Rodnei já havia sido condenado em 2018 a cinco anos de reclusão e dois anos e quatro meses de detenção em regime semiaberto pelos crimes de fraude em licitação (artigo 96, inciso I, da Lei nº 8.666/93) e fraude processual (artigo 347 do Código Penal). Segundo o despacho, o acordo foi celebrado com acompanhamento jurídico e após o réu manifestar ciência plena sobre os termos do ajuste.

O escândalo dos maquinários

O caso ficou conhecido nacionalmente por expor um dos maiores episódios de suspeita de superfaturamento na história administrativa de Mato Grosso. Sob a justificativa de modernizar a infraestrutura dos municípios, o então governador Blairo Maggi (PP) lançou o programa “Mato Grosso 100% Equipado”, que previa a compra de 721 caminhões e máquinas pesadas, num investimento de R$ 245 milhões financiado pelo BNDES.

Uma ação popular movida pelo empresário Antônio Sebastião Gaeta levou o então juiz federal Julier Sebastião da Silva a suspender o contrato. Posteriormente, uma auditoria da Auditoria Geral do Estado (AGE-MT) — hoje Controladoria-Geral do Estado (CGE-MT) — apontou superfaturamento de R$ 44 milhões em relação aos preços de mercado.

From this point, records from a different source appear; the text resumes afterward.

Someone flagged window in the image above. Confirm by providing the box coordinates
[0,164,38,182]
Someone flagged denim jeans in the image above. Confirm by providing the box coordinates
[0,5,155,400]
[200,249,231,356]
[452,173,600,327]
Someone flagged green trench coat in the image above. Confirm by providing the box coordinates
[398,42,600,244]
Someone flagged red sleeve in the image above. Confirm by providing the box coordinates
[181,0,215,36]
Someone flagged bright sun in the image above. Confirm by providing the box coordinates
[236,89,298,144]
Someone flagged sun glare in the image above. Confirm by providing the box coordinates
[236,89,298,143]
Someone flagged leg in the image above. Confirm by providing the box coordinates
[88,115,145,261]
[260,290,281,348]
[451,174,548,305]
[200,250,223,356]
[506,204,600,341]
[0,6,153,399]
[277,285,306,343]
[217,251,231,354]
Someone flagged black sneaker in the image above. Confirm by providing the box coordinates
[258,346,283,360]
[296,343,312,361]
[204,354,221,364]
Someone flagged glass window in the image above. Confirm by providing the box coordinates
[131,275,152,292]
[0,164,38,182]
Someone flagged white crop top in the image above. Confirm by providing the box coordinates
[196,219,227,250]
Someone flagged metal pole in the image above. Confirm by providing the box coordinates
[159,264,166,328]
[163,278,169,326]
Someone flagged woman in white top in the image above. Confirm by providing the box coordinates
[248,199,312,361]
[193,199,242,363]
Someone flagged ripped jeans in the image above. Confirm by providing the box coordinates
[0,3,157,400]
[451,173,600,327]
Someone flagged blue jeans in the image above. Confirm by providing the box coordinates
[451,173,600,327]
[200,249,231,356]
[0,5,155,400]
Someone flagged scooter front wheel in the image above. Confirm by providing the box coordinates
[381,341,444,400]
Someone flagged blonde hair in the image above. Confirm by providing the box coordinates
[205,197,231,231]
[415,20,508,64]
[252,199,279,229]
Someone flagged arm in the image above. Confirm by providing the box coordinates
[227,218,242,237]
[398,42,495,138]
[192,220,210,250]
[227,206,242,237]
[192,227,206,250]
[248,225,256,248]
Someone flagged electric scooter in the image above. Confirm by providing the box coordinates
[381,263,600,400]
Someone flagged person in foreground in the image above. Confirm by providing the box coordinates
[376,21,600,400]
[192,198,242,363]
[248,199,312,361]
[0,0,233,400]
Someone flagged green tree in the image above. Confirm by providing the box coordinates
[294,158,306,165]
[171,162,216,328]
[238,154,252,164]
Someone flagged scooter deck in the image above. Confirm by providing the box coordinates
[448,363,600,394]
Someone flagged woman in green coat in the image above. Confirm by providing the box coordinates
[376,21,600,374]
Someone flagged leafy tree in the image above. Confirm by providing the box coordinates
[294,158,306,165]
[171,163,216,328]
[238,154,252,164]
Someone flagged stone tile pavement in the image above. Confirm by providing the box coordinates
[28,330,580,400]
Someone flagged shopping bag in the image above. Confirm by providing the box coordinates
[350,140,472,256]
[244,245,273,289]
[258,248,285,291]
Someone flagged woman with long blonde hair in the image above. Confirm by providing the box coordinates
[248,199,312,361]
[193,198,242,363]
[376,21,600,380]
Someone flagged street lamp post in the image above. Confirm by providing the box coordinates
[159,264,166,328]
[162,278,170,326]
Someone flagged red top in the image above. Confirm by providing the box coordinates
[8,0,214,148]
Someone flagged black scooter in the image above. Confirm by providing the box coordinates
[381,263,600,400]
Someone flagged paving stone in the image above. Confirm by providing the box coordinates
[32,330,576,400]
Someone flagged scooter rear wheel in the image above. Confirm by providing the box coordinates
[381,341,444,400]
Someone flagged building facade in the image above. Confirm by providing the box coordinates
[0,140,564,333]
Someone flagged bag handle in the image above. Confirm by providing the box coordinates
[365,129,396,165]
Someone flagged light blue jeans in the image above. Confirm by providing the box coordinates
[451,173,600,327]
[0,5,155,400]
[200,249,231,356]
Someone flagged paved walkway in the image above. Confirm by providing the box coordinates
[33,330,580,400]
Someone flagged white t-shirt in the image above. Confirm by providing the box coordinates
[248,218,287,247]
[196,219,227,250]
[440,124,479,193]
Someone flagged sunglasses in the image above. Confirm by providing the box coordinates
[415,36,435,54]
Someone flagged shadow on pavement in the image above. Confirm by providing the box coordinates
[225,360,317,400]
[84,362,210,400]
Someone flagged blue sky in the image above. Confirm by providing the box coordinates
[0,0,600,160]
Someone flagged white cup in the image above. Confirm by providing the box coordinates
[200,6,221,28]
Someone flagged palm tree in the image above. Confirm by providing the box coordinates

Diversos integrantes da antiga cúpula do governo foram responsabilizados. Os ex-secretários Geraldo de Vitto (Administração) e Vilceu Marchetti (Infraestrutura) foram condenados à devolução de valores e pagamento de multas. Marchetti acabou assassinado em 2014, em uma fazenda em Santo Antônio de Leverger, em um crime que permanece sem solução definitiva.

Com o ANPP homologado, Rodnei Vicente de Macedo evita nova condenação no caso, desde que cumpra todas as condições impostas pelo Ministério Público dentro dos prazos fixados pela Justiça.